For Windows admins in particular, the in-box OpenSSH server often goes unnoticed. Microsoft’s own documentation describes how to upgrade it, but many organizations never apply those updates until prompted by a CVE.
What You Need to Do Now
1. Find Every OpenSSH Server in Your Environment
Run ssh -V across servers, containers, and WSL distributions to collect version strings. Check package managers (dpkg -l openssh-server, rpm -q openssh-server, Get-WindowsCapability -Online | ? Name -like 'OpenSSH.Server*') to see what’s installed. Don’t forget CI/CD workers, gold images, and any bastion hosts that serve as entry points.
2. Apply Hardening Configuration Immediately
Even before an upgrade, you can close the gap with explicit directives in sshd_config:
X11Forwarding no
AllowAgentForwarding no
AllowTcpForwarding no
These statements take precedence and enforce the block regardless of any lingering DisableForwarding bug. Roll them out now—especially on bastion hosts and sensitive accounts.
3. Upgrade to OpenSSH 10.0 or Later
- Linux: Pull the latest package from your distribution’s repositories once they contain the 10.0+ fix, or compile from source.

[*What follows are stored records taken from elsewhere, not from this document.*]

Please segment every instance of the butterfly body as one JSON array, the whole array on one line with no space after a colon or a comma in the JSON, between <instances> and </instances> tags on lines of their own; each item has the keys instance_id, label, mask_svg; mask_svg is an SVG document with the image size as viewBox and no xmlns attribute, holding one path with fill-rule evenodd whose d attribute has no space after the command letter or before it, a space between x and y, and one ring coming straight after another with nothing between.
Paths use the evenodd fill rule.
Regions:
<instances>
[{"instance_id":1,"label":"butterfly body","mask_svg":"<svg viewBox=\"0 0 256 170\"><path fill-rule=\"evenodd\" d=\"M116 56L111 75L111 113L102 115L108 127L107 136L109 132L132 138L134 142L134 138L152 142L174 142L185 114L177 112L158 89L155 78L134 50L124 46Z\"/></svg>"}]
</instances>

- Windows: Check Windows Update for an updated in-box package. If none is available yet, install the official Win32-OpenSSH build from GitHub, following Microsoft’s upgrade guidance.
- Containers: Rebuild images with a patched OpenSSH and promote them through your deployment pipelines.
4. Rebuild and Redeploy Where Necessary
Vendored code doesn’t patch itself. If your build process pins a specific OpenSSH version or includes it in a static binary, you must rebuild the artifact after updating the dependency. Immutable images that still contain the old sshd binary remain vulnerable.
5. Turn On Monitoring and Logging
Configure logging on bastion hosts to capture forwarding channel negotiations. Set up alerts for unexpected agent‑forwarding requests—especially from service accounts that shouldn’t need it. This gives you visibility while you complete patching and serves as a long‑term safety net.
Why Layered Controls Matter
This bug is a textbook illustration of why no single configuration directive should be the only line of defense. DisableForwarding was meant to be a convenient umbrella, but the implementation didn’t match the documentation. By pairing it with explicit no settings—and by treating forwarding as a privilege that should be granted only to specific hosts and users—you reduce the blast radius of future bugs.
Outlook
Microsoft’s advisory is the first official word, not the last. As the company’s CSAF/VEX attestation program expands, we can expect automated, machine‑readable updates for more products. In the meantime, treat CVE‑2025‑32728 as a supply‑chain issue that requires your own discovery and remediation. OpenSSH 10.0 is the definitive fix, and getting there should be the top priority for any SSH‑enabled Windows, Linux, or WSL host.